Im using a spanish computer, but it seems perl its reading in a wrong way from the xml file but not from a txt file. Any idea???? Thanks!

Replies are listed 'Best First'.
Re: Problem with quotes, speciao characters and so on, reading a xml file
by almut (Canon) on Dec 29, 2009 at 11:01 UTC

    Not really sure, but maybe you're looking for something like HTML::Entities (or XML::Entities) to decode the entity representations of those special characters (such as &apos;), before applying your substitutions.

Re: Problems with XML encoding
by FalseVinylShrub (Chaplain) on Dec 29, 2009 at 11:03 UTC

    Hi

    How are you reading the XML file? It looks like you're just reading it in, not processing it as XML.

    XML allows characters to be encoded with &amp;#1234; encoding. This will be converted by an XML Parser, but Perl does not understand these codes by itself.

    I would suggest using an XML Parser module, such as XML::LibXML otherwise you are likely to encounter similar little problems to this (example: what if your hwAssetUserField3 element is split over multiple lines).

    However, if you insist on doing it yourself, you could solve this particular problem with something like:

    # not recommended! ... or tested ;-) $vNombre =~ s{&#([0-9]+);}{chr($1)}g;

    I would really suggest finding an XML parser, or at least find an XML character reference converter someone else has written, because you may also need to deal with hexadecimal (&amp;#x0A0A;) and named character entities (&amp;aacute;).

    FalseVinylShrub

    Disclaimer: Please review and test code, and use at your own risk... If I answer a question, I would like to hear if and how you solved your problem.

      Hi. I dont really need to read it as an xml, because i only want to do some substitutions. This its the weird line as it is in the xml file:
      <hwAssetUserField3 type="attrib">CENTRO DE APOYO INFORMáTICO </h +wAssetUserField3>
      As you can see, in the xml file, it seems to be a valid format. I dont care about the encoding because im reading the file as a normal file, not as an xml file, it means, line by line, to do some "raw" operation and rewrite in another file. Thanks anyway

        Hi

        Hmm in that case I think I misunderstood your problem. Though I still think you should use some XML technology ;-) if you are doing simple substitutions, could you do it using XSLT?

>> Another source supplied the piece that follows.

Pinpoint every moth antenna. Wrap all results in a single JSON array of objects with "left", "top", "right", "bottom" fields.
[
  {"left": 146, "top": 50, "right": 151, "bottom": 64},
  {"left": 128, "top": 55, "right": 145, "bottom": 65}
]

        However, perhaps your problem is not with XML representations but with reading Unicode in. Assuming you're using Perl v5.8-v5.10, how are you opening the file? You need to tell Perl the encoding - presumably UTF-8.

        You can do this in a number of ways:
        # use binmode on the filehandle open my $fh, '<', "file" or die "... $!"; binmode $fh, ':utf8'; # open $fh for reading UTF-8 open(my $fh, "<:encoding(UTF-8)", "file") or die "... $!"; # Use the open pragma to open all input files as UTF-8 # see http://perldoc.perl.org/open.html use open IN => ':utf8'; # or you can manually use ... $str = decode_utf8( $str ); # on each data item

        In your case, easiest to use binmode on the filehandle - at least to find out if this is the problem.

        There are many documents trying to explain unicode in Perl. I quite like this one. Be aware that unicode support and the surrounding issues have changed quite a lot with the versions. v5.6 is completely different to the above, for example.

        FalseVinylShrub

        Disclaimer: Please review and test code, and use at your own risk... If I answer a question, I would like to hear if and how you solved your problem.

        No matter whether you want to extract data or do some transformations you should NOT attempt to do it without an XML parser. If XSLT looks incomprehensible to you (it does to me) and XML::LibXML::SAX as well, try for example XML::Twig or XML::Rules. Maybe one of them will make sense to you. There are examples on this site and elsewhere.

        Jenda
        Enoch was right!
        Enjoy the last years of Rome.